The force method (PER) is a common method of calculation of the structural analysis for the calculation of statically indeterminate systems. In practice, it is being replaced by bar statics programs , which usually use displacement methods. The force measurement method is taught because of its clarity at HTLs (high school) as well as in engineering studies.

An (externally) statically indeterminate system has at least one support reaction ( support forces and internal forces ) more than equilibrium conditions (sum of vertical forces, sum of horizontal forces, sum of moments around any pole ), i.e. H. the degree of freedom of the system is less than or equal to -1. Therefore the equilibrium conditions are not sufficient to calculate the support reactions. The additional conditions are derived from the deformations.

A pocket calculator and writing materials are sufficient to determine a solution or to check the plausibility of existing solutions , while “manual calculations” are often sufficient for manageable systems.

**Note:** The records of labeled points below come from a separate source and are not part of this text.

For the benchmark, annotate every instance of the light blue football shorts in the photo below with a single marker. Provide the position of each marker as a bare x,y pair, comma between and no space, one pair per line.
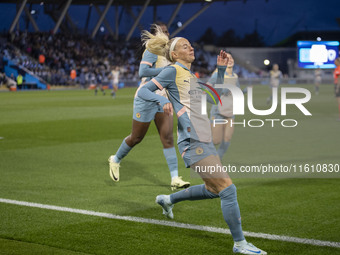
145,111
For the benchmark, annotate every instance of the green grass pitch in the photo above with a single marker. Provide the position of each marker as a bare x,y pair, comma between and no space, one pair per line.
54,147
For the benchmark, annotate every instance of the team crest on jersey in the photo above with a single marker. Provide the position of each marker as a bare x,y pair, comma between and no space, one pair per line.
199,151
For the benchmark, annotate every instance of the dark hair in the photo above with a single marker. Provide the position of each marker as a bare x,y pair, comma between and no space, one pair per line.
153,27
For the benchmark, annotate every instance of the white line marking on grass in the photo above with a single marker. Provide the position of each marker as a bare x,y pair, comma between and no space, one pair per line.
173,224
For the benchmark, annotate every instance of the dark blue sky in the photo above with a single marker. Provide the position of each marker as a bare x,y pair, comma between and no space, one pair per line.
275,19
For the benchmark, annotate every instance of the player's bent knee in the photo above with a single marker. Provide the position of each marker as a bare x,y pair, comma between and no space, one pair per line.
217,185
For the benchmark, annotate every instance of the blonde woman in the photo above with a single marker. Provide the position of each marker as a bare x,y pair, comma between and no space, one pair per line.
194,133
143,113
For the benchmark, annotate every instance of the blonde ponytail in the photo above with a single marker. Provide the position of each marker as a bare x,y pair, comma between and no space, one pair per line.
156,44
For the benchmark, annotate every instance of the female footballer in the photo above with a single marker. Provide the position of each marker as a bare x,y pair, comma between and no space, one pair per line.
194,132
143,113
336,76
275,77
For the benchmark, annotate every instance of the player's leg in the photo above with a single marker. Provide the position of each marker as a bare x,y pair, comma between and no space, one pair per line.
114,89
138,132
102,89
227,135
317,84
96,90
217,184
217,133
164,124
338,100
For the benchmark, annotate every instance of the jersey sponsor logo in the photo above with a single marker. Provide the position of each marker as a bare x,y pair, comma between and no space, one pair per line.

1. The structure is converted into a statically determined main system by removing ties . The inner ties are reduced by inserting imaginary joints (often moment joints, but also shear and normal force joints), the outer ones by releasing one or more support connections.
2. It is important to ensure that no kinematic (displaceable) system is created, because it cannot be used for calculations (the system of equations to be created in the next step becomes unsolvable due to the determinant ≠ 0), nor is it useful to build. The counting formula cannot be relied on here, since kinematic systems can very well fulfill this formula to zero. The immovability must either be based on the recognition of the basic structure (beam on two supports, if necessary with a cantilever; towing beam; three- hinged frame ) and / or construction principles (1st and 2nd law of formation for trusses), or via a contradiction in the construction of the displacement figure ( pole plan ) can be derived.${\ displaystyle f = 3p- (a + z)}$
3. It is also advantageous if the main system generated is as similar as possible to the initial system in terms of its load-bearing behavior (e.g. do not turn a continuous beam with five fields into a beam on two supports by removing the four inner bearings, but rather by inserting joints over the inner bearings a beam on two supports with four towers attached).
4. By removing ties, compatibility is violated; This means that deformations occur in the main system that are impossible in the original system. In order to resolve this contradiction, a force variable is introduced for each loosened bond . This has to return the deformation calculated on the main system so that the compatibility is restored.
   In principle, a deformation condition is formulated for every surplus bond in order to obtain the binding force from it, i.e. H. A linear system of equations is set up with the force variables as unknowns.
5. When the linear system of equations has been solved and the force values ​​have been found, the entire structure can be calculated using the equilibrium conditions.